- Born: Anchorage, Alaska, U.S.
- Education: Smith College; Courtauld Institute of Art;
- Occupations: Senior Curator of Fashion, Victoria and Albert Museum
- Years active: 1999–present

= Sonnet Stanfill =

American-born British curator and writer

Sonnet Stanfill is an American-born British curator and writer. She is Senior Curator of Fashion at the Victoria and Albert Museum (V&A) in London. Stanfill is known for curating exhibitions that explore modern and contemporary fashion, as well as for her writing and advocacy work in the field of fashion studies.

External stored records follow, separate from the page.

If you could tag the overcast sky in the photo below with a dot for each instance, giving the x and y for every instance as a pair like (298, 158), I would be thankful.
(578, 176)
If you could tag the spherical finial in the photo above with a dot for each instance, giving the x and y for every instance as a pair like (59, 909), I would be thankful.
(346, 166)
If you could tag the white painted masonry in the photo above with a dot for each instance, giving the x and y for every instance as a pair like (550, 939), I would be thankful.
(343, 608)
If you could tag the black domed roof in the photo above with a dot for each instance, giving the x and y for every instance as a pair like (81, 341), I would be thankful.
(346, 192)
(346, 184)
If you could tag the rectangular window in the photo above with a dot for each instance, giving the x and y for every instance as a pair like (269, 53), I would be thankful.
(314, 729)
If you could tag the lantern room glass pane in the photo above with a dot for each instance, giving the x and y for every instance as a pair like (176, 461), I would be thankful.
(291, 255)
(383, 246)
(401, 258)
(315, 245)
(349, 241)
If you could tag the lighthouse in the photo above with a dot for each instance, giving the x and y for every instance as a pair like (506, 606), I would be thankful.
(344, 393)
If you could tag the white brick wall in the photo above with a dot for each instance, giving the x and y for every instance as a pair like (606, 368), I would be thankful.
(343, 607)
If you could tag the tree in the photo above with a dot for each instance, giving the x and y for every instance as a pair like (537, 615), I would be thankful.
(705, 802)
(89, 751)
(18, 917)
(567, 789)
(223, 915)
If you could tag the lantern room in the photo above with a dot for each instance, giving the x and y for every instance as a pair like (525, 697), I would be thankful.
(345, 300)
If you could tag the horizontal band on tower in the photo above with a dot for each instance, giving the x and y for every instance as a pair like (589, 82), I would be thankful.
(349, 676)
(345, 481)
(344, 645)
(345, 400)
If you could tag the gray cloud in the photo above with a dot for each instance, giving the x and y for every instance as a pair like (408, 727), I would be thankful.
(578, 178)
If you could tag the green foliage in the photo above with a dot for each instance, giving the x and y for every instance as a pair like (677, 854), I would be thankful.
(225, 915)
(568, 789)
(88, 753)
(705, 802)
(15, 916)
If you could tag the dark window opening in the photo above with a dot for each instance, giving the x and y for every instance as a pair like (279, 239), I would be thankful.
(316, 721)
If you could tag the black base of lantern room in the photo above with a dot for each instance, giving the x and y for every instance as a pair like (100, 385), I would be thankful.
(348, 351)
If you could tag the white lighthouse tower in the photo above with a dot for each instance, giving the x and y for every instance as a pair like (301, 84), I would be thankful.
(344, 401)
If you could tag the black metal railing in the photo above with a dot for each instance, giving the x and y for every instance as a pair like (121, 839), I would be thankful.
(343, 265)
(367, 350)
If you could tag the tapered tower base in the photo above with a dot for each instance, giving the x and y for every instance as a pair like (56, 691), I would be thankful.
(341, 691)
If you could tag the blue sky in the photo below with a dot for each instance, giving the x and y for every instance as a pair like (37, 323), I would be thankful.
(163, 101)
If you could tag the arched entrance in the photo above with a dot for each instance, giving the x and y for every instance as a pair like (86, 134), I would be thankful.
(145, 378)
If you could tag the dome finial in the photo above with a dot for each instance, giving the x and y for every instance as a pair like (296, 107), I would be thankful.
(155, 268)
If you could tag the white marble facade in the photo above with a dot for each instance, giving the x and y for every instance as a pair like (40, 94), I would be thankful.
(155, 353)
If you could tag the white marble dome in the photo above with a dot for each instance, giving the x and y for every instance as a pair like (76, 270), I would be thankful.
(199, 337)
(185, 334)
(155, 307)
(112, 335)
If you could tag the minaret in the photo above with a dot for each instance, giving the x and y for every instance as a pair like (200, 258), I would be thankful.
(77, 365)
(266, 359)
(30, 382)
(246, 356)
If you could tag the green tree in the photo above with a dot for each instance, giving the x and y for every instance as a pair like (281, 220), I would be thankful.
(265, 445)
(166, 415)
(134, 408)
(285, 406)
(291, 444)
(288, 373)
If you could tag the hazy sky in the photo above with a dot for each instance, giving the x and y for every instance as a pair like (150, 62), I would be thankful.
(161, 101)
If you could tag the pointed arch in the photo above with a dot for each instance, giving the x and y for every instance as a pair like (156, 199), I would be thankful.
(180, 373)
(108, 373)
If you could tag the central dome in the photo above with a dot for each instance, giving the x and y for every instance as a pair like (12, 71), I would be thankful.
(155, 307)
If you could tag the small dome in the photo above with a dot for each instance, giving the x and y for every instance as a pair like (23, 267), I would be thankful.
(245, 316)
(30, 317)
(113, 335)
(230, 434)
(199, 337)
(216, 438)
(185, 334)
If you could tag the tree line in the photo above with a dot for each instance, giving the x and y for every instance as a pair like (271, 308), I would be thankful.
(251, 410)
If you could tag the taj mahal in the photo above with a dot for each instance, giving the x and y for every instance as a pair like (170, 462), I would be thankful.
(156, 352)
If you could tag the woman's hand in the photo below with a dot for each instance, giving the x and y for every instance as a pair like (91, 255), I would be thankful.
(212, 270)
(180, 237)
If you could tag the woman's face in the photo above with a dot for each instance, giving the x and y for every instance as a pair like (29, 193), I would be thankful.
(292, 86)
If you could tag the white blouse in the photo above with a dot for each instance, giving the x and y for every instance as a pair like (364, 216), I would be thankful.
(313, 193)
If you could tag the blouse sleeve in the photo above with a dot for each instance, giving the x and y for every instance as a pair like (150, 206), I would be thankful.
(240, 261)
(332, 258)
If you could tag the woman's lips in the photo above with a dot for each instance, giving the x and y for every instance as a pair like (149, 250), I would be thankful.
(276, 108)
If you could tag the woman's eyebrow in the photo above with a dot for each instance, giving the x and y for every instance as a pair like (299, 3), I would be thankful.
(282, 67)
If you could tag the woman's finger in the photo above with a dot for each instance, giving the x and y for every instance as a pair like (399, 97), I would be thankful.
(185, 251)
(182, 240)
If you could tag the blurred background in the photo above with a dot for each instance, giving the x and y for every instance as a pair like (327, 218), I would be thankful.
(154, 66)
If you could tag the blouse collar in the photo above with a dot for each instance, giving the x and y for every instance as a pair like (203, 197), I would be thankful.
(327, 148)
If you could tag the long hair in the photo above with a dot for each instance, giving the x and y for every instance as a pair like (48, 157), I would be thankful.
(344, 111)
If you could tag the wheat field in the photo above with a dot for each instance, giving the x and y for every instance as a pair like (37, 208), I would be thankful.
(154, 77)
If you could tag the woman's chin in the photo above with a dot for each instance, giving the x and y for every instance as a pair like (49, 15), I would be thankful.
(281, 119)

==Early life and education==
Stanfill studied history of art at Smith College in Massachusetts, then earned a Master's degree in the History of Dress from the Courtauld Institute of Art in London.

==Career==
Stanfill began her career in the commercial sector, working as a buyer in San Francisco and New York. She joined the V&A in 1999 as Assistant Curator and was promoted to Curator in 2002. In 2015, she became Senior Curator in the Furniture, Textiles and Fashion department. She has served as a scientific committee member of the Musées Yves Saint Laurent in Paris and Marrakech and chair of the Courtauld Association Committee. In 2017, she delivered a TEDx talk that explored the gender imbalance in culture leadership. She served as a Gilbert Fellow at the Los Angeles County Museum of Art. She is a scientific committee member of the European Fashion Heritage Association (EFHA).

===Exhibitions===
Stanfill has curated a number of fashion exhibitions at the V&A, including:
- Ossie Clark (2003)
- New York Fashion Now (2007)
- Ballgowns: British Glamour Since 1950 (2012)
- The Glamour of Italian Fashion (2014), which toured to four North American venues
- Naomi: In Fashion (2024–25), on the supermodel Naomi Campbell, the museum's first exhibition to focus on a Black female creative
- Schiaparelli: Fashion Becomes Art (2026), the first major UK retrospective

===Publications===
Stanfill has written and edited multiple exhibition catalogues and academic articles. These include:
- "New York Fashion" (2007)
- "Ballgowns: British Glamour Since 1950" (2012)
- "From Club to Catwalk: Fashion in 1980s London" (2013)
- "The Glamour of Italian Fashion" (2014)
- "Night Fever: Designing Club Culture 1960–Today" (2018)
- "European Fashion: The Creation of a Global Industry" (2018)
- "G.B. Giorgini: Fashion, Florence and Diplomacy, 1950–55" (2021)
- "Naomi Campbell" (2024)
- "Schiaparelli: Fashion Becomes Art" (2026)

Her 2016 New York Times op-ed "Taking on the Boys' Club at the Art Museum" addressed gender inequality in cultural leadership.